[Dubbel]
DUBBEL, bijv. n. en bijw., zonder trappen van vergrooting. Tweevoudig, tweemaal genomen: eene dubbele deur, iets dubbel leggen - een boek dubbel hebben. Ieder genoegen wordt dubbel gesmaakt, wanneer het aan anderen medegedeeld wordt. Een dubbele dukaat, eene goudmunt, die twee dukaten waardig is. Een dubbele arend, met twee koppen afgebeeld. Eene dubbele nagelbloem, die vele en digt bijeen gegroeide bladen heeft. Gij hebt u daardoor dubbel, zeer, verdienstlijk gemaakt. Somwijlen wordt het, in het gemeene leven, ook voor maal, voudig, gebezigd; b.v. driedubbel, vierdubbel, enz., voor drievoudig, viervoudig. Het gebruik neemt het in dezen zin, schoon verkeerdlijk, want driedubbel is eigenlijk zesvoudig, en vierdubbel agtvoudig. Ook wordt het als zelfst. gebezigd: het dubbel, van eenig geschrift - dat dubbel geschreven is. Zamenstell.: dubbelhartig, dubbelhartigheid, dubbeltje, z.n., o., een geldstuk van twee stuivers, dubbeltongig, dubbeltongigheid, dubbeltop, bij de Dichters, de berg parnas, om zijnen dubbelen top dus genoemd - dubbelzinnig, dubbelzinnigheid.

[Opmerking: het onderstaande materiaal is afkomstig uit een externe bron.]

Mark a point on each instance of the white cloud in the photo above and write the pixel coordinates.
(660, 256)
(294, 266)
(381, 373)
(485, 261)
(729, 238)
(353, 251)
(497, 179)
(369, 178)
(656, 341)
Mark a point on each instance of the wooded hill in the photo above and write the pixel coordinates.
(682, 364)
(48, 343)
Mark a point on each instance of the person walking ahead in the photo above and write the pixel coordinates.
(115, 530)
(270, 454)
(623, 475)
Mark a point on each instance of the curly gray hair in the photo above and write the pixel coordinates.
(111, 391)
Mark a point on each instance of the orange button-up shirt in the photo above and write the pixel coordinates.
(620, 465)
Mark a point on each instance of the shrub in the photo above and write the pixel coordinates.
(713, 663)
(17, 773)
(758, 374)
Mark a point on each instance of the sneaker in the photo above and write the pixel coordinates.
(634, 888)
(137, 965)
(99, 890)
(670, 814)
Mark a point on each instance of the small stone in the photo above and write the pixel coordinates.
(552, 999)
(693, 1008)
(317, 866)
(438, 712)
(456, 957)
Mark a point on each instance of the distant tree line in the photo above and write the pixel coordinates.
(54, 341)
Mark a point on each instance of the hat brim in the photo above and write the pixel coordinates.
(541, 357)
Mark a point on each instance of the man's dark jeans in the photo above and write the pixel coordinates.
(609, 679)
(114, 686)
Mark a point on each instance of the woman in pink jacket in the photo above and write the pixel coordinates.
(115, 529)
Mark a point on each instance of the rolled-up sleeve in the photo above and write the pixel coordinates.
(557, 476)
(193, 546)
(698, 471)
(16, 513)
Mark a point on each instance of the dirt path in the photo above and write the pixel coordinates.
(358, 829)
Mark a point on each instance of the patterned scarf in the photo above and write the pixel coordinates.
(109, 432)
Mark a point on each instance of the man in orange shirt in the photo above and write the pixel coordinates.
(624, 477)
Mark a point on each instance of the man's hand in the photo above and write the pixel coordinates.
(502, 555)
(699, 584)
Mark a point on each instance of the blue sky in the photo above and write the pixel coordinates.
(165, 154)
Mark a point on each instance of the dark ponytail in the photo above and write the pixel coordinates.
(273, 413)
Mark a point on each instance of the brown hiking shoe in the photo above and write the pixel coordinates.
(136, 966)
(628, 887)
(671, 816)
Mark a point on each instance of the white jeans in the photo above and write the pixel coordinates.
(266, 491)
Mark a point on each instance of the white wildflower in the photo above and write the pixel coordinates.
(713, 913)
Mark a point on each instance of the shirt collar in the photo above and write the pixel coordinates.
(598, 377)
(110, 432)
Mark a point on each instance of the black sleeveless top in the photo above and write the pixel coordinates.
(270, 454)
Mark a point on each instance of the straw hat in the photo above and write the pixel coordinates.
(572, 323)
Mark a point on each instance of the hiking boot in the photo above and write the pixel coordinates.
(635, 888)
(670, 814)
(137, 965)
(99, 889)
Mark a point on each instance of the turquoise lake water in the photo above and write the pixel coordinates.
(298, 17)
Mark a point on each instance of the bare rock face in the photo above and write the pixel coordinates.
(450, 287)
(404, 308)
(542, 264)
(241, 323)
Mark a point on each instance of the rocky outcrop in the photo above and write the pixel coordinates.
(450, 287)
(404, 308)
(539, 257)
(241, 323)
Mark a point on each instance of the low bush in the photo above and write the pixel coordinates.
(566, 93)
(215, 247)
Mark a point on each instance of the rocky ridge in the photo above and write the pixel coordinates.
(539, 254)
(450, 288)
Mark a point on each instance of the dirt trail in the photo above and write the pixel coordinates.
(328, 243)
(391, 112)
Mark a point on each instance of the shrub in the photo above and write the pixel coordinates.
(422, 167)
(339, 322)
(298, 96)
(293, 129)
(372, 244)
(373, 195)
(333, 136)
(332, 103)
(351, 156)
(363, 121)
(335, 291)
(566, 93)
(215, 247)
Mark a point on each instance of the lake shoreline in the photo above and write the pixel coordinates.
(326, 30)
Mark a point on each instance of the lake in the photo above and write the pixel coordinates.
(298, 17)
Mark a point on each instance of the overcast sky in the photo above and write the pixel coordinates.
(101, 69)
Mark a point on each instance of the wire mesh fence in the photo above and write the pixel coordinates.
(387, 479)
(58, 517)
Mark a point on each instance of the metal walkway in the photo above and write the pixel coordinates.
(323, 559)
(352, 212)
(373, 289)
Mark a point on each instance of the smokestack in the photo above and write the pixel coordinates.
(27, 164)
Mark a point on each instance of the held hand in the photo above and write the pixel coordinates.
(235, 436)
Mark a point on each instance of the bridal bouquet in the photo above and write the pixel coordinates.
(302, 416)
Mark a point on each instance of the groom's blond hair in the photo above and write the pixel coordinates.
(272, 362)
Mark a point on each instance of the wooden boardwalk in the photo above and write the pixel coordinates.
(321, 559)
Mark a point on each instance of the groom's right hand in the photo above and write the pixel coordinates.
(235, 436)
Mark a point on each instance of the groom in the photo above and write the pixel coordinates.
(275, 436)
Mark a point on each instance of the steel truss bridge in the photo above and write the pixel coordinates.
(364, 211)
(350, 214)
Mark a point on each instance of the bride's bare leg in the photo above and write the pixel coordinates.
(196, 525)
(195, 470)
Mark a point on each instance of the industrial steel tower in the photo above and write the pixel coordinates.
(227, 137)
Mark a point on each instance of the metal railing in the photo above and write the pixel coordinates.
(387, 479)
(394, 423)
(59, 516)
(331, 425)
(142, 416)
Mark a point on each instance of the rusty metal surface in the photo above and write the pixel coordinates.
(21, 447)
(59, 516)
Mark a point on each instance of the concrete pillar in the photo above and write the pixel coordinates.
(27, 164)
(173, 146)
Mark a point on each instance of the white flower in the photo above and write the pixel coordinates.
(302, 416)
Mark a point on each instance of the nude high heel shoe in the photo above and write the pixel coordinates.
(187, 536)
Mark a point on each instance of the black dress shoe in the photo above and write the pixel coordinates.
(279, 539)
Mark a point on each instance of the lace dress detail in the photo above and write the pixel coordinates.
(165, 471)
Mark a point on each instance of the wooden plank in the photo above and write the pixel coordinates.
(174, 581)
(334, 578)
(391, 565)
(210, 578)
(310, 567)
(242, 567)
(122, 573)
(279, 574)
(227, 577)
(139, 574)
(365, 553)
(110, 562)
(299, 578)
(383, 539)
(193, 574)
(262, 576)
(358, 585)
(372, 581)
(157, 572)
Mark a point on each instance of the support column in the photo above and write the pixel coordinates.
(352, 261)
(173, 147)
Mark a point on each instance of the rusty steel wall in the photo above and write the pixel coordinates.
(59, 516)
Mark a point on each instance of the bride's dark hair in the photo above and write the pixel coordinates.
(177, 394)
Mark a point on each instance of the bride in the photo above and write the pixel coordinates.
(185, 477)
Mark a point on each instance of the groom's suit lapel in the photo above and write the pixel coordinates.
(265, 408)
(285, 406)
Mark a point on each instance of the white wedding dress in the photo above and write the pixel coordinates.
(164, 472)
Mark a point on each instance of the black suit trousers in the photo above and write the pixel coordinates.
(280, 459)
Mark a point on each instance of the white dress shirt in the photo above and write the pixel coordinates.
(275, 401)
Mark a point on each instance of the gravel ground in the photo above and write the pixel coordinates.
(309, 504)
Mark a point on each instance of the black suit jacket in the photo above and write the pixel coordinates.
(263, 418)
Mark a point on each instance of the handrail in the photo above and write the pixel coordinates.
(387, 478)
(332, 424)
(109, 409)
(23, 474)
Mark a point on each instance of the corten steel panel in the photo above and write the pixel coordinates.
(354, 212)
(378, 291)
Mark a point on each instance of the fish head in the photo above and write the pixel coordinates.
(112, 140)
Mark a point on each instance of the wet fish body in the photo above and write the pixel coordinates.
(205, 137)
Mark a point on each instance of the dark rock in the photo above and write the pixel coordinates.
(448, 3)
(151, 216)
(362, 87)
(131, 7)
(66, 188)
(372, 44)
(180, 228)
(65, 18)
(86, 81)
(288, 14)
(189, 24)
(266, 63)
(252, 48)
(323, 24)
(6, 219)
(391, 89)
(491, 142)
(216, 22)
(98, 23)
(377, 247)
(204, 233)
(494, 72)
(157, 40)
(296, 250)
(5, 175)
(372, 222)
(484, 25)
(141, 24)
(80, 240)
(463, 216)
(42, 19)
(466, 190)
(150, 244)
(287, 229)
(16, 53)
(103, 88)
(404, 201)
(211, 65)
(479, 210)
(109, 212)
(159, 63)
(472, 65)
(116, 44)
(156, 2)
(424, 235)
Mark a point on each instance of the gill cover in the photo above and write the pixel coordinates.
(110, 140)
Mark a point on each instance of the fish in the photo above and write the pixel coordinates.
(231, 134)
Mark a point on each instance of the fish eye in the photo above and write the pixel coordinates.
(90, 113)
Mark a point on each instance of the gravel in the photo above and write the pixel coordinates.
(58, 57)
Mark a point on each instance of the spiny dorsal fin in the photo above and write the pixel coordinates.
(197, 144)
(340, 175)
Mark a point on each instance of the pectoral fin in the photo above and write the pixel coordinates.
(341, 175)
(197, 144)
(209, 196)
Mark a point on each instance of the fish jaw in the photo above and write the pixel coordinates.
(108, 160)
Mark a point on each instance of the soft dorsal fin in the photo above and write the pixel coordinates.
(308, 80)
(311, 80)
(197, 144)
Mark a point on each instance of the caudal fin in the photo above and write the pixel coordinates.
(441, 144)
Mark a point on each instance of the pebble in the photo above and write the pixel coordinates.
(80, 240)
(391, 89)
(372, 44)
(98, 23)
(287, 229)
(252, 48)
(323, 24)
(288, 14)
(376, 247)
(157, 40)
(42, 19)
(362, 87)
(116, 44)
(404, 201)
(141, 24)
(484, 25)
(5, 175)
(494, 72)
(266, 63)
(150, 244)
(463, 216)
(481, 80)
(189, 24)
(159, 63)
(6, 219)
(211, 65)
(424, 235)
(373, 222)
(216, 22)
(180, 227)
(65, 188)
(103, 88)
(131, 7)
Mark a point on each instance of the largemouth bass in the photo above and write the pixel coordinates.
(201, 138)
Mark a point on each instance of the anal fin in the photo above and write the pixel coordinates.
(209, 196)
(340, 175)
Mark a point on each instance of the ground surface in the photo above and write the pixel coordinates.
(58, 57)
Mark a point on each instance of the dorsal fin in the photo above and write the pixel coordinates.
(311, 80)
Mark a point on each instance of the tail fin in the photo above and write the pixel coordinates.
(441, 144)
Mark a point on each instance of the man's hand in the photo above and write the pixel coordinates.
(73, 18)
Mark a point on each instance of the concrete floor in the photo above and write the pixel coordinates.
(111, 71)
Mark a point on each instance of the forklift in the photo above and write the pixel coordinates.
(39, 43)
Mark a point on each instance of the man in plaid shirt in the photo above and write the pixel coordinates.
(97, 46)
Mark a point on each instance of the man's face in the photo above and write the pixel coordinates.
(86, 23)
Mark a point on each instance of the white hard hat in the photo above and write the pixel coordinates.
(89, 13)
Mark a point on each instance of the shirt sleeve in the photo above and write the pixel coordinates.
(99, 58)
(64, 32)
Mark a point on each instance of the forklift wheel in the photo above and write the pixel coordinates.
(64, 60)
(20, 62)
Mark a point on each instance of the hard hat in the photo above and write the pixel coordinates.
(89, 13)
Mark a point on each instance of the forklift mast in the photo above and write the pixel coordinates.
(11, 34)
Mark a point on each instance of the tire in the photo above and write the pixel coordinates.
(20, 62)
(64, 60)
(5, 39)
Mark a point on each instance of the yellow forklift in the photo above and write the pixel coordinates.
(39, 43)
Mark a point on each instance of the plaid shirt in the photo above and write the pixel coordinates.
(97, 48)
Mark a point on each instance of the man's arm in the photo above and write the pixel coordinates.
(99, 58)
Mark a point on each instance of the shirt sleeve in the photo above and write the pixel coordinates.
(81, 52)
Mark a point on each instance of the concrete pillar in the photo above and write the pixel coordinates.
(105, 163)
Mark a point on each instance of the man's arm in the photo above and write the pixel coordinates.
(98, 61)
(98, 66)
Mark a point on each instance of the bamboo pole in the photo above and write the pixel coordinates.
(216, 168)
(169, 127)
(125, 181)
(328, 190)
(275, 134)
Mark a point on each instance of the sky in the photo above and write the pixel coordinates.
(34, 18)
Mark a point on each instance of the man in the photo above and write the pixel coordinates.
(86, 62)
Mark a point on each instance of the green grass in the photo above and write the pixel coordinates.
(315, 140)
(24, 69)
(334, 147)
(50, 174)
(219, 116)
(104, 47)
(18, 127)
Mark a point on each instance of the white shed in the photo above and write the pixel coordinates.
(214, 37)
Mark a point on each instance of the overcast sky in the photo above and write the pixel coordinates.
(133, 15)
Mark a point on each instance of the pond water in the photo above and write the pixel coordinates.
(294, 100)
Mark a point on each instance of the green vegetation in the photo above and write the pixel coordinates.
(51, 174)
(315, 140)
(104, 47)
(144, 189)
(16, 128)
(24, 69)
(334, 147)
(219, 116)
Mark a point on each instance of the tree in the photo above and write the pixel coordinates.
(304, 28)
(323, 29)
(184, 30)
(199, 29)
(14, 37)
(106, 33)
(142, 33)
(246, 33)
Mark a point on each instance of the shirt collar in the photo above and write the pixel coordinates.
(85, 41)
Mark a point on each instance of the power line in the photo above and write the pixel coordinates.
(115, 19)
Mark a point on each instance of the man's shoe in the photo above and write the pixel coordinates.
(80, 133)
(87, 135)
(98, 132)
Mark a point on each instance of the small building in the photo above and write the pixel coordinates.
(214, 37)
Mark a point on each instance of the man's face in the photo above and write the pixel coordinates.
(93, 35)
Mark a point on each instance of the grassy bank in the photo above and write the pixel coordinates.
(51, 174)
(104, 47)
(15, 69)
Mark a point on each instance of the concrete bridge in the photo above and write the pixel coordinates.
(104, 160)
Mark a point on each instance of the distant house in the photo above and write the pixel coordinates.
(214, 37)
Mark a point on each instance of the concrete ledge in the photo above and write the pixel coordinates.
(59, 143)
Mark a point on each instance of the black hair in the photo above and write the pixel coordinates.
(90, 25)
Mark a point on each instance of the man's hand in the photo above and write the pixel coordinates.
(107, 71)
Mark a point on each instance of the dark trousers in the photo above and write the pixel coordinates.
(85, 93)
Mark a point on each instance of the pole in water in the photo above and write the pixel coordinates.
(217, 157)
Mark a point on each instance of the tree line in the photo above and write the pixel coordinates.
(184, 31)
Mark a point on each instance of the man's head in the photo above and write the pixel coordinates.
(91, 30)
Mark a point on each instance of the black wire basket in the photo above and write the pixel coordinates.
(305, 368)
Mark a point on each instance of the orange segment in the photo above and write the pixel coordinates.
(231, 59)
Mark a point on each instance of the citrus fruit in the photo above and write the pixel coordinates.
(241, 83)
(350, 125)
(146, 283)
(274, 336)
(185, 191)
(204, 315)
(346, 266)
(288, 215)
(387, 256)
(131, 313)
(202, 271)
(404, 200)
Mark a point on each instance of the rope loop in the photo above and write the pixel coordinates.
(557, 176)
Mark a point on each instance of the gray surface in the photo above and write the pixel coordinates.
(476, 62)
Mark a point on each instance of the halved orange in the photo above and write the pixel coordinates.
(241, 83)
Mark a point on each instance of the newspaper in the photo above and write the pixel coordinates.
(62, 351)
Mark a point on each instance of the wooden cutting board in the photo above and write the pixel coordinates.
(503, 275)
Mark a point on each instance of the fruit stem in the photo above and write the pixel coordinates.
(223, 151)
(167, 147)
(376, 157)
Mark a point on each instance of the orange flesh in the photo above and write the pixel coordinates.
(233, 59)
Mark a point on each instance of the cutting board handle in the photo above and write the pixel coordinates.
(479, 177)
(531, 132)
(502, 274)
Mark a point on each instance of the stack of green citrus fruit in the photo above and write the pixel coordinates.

Dubbel, hoogd. doppelt, deen. dobbelt, zweed. dubbel, eng. en fr. double, ital. doppio, lat. duplus, gr. διπλοος, διπλους. Dikwerf zegt en schrijft men dubbeld, en beschouwt deze bijgevoegde d als tot de welluidendheid behoorende; doch Anderen kunnen hier geene welluidendheid ontdekken; en in de zamenstelling valt deze d geheel weg, als blijkt uit dubbelhartigheid enz.